İtalya’nın başkenti Roma’da düzenlenen “Abdullah Öcalan’a Özgürlük, Kürt Sorununa Çözüm” başlıklı uluslararası konferansa katılan HDP eski Eş Genel Başkanı Pervin Buldan, çözüm sürecine dair dikkat çeken açıklamalarda bulundu. 300’ü aşkın uluslararası katılımcının yer aldığı konferansta Buldan, yeni bir çözüm sürecine dair umut dolu mesajlar verdi.
Buldan, konferanstaki konuşmasında Türkiye'de yeniden bir çözüm süreci beklentisine işaret ederek şu ifadeleri kullandı: “Buradan gittikten sonra Adalet Bakanı ile bir görüşmemiz olacak. Ardından İmralı Adası’nda Sayın Öcalan ile bir görüşme daha yapacağız.” Bu sürecin birkaç ay içinde, yani Haziran sonuna kadar tamamıyla başarıya ulaşması bekleniyor. Bu, hem Sayın Öcalan hem de devlet yetkilileri açısından böyle.
Ayrıca, Avrupa ülkelerine de çağrıda bulunan Buldan, bu sürecin sadece Türkiye için değil, bölgesel barış için de önemli olduğuna dikkat çekti. “Avrupa ülkelerinden beklentimiz büyük. Verilecek her destek, barışa katkı sunacaktır.” ifadeleriyle barışın önemini vurguladı.
Buldan, Türkiye’de Kürt ve Türk halklarının ortak yaşayacağı bir zemin oluşturulması gerektiğini belirtti. “Barışın kaybedeni yok, kazananı ise hepimiz olacağız.” diyerek, barış sürecinin herkes için faydalı olacağını ifade etti. Bu bağlamda, toplumun tüm kesimlerinin barışa katkı sunması gerektiği vurgulandı.

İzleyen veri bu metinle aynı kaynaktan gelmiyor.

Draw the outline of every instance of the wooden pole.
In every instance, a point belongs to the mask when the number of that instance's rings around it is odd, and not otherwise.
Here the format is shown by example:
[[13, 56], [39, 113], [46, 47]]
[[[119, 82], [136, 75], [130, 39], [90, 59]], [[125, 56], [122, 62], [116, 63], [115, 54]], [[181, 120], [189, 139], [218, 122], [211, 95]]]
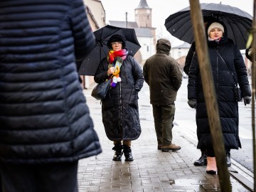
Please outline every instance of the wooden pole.
[[214, 153], [216, 156], [218, 173], [221, 191], [231, 192], [230, 176], [225, 159], [225, 149], [221, 130], [213, 78], [210, 65], [206, 30], [199, 0], [189, 0], [193, 30], [198, 55], [200, 73], [202, 80], [207, 114], [212, 137]]
[[253, 149], [253, 169], [254, 169], [254, 191], [256, 190], [256, 146], [255, 146], [255, 76], [256, 76], [256, 66], [255, 66], [255, 49], [256, 49], [256, 0], [253, 3], [253, 21], [252, 21], [252, 36], [253, 41], [252, 44], [252, 149]]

2013-2015 yılları arasında yürütülen çözüm sürecini hatırlatan Buldan, o dönemin çatışmasız bir dönem olduğunu vurguladı. “Üç yıl boyunca kimse hayatını kaybetmedi, anneler ağlamadı.” diyerek, barışın sağlanmasının önemini bir kez daha dile getirdi.

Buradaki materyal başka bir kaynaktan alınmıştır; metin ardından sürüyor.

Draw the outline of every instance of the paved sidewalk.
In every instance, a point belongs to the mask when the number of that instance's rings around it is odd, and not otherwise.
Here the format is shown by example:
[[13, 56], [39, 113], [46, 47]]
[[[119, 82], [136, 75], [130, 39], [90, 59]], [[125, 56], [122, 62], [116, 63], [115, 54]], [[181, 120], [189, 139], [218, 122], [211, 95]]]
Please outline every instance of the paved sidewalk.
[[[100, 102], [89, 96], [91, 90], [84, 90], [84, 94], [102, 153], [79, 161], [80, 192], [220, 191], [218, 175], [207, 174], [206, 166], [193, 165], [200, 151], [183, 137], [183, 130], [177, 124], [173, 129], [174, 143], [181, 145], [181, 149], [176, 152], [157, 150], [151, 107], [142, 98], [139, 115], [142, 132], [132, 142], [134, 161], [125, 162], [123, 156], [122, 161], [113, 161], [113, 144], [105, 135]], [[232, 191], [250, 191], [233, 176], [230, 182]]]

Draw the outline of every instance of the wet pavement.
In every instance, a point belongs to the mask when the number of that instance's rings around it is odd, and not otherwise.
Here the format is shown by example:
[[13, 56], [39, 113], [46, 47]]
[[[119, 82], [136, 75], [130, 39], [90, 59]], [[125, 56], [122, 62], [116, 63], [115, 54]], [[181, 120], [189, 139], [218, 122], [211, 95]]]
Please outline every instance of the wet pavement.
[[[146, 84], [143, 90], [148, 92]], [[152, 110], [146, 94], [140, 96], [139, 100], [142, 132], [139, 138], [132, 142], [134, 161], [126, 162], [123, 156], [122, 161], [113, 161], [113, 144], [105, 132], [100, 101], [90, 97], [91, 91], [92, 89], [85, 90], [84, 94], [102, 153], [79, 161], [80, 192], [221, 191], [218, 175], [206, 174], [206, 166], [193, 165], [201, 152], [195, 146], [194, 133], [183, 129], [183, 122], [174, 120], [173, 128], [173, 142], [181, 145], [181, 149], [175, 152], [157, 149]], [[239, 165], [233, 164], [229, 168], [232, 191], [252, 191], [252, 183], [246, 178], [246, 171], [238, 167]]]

Buldan, sürece destek olmanın herkesin sorumluluğu olduğunu belirtti. “Söylemlerimizle, etkinliklerimizle ve kampanyalarla barışın tarafında olmalıyız.” diyerek, toplumun barış için harekete geçmesi gerektiğini ifade etti. Bu süreçte, bireylerin ve toplulukların aktif rol alması gerektiği vurgulandı.

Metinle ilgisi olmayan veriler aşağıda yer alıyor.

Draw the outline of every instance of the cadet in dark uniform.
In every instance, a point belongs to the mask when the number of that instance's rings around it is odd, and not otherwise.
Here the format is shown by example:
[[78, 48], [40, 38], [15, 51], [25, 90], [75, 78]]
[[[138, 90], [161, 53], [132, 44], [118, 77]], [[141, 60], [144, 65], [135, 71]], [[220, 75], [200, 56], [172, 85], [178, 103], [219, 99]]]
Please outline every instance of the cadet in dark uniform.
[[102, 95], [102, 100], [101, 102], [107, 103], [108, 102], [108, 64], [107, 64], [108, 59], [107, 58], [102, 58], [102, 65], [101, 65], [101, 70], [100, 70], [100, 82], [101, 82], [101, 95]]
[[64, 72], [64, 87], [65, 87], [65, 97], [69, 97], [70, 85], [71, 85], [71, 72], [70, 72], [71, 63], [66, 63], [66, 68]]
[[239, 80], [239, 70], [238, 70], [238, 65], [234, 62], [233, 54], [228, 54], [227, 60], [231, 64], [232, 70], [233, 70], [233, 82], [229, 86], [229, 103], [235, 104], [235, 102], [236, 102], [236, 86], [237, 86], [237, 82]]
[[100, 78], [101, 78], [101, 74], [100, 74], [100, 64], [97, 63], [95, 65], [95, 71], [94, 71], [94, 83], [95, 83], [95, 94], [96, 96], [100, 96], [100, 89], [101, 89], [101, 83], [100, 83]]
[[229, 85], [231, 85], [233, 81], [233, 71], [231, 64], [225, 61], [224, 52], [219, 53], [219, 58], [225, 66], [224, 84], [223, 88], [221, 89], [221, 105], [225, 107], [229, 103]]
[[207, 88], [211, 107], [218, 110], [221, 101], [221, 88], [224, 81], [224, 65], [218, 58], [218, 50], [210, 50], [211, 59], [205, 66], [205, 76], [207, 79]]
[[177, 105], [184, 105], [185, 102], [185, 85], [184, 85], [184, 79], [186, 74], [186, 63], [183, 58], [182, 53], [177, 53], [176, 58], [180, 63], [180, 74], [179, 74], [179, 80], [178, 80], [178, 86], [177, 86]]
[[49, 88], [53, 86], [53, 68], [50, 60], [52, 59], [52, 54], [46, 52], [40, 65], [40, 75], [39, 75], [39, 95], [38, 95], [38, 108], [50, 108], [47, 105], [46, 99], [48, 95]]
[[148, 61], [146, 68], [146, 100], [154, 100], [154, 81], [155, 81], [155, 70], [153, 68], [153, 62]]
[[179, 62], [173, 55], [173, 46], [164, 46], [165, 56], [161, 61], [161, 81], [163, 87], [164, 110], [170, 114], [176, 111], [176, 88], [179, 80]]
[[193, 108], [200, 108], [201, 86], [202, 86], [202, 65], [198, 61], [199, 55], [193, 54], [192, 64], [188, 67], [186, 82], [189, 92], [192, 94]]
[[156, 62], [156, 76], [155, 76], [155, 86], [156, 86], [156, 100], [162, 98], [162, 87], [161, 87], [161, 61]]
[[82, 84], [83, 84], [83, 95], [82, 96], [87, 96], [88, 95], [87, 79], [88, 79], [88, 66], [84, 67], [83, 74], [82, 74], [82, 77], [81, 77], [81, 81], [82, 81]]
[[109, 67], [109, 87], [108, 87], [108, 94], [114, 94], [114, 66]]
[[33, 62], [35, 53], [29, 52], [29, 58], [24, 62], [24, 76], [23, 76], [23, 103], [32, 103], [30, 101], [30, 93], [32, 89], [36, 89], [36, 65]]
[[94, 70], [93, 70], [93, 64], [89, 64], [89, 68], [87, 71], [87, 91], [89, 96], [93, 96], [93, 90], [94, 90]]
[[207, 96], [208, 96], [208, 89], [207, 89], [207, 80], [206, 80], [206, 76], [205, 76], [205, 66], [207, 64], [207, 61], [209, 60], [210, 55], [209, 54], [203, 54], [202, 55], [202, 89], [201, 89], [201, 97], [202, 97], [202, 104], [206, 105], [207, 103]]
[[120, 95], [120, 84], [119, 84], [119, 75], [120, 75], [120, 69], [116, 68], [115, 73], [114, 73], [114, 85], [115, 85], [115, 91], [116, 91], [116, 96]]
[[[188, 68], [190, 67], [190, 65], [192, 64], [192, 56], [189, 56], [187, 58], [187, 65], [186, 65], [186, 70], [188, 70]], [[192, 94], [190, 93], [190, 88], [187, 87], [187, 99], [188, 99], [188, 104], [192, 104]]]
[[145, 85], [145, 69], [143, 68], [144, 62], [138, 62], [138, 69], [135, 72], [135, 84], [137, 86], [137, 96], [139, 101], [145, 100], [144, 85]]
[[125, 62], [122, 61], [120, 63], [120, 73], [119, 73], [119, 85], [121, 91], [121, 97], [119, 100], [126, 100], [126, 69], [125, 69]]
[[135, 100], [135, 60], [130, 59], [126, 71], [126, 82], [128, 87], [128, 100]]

Sonuç olarak, Buldan’ın açıklamaları, barış sürecinin yeniden başlaması için umut verici bir zemin oluşturdu. “Annelere ağlamasın, gençler ölmesin” diyerek, barışın sağlanmasının herkesin elinde olduğunu belirtti. Bu bağlamda, toplumun tüm kesimlerinin barışa katkı sunması gerektiği vurgulandı.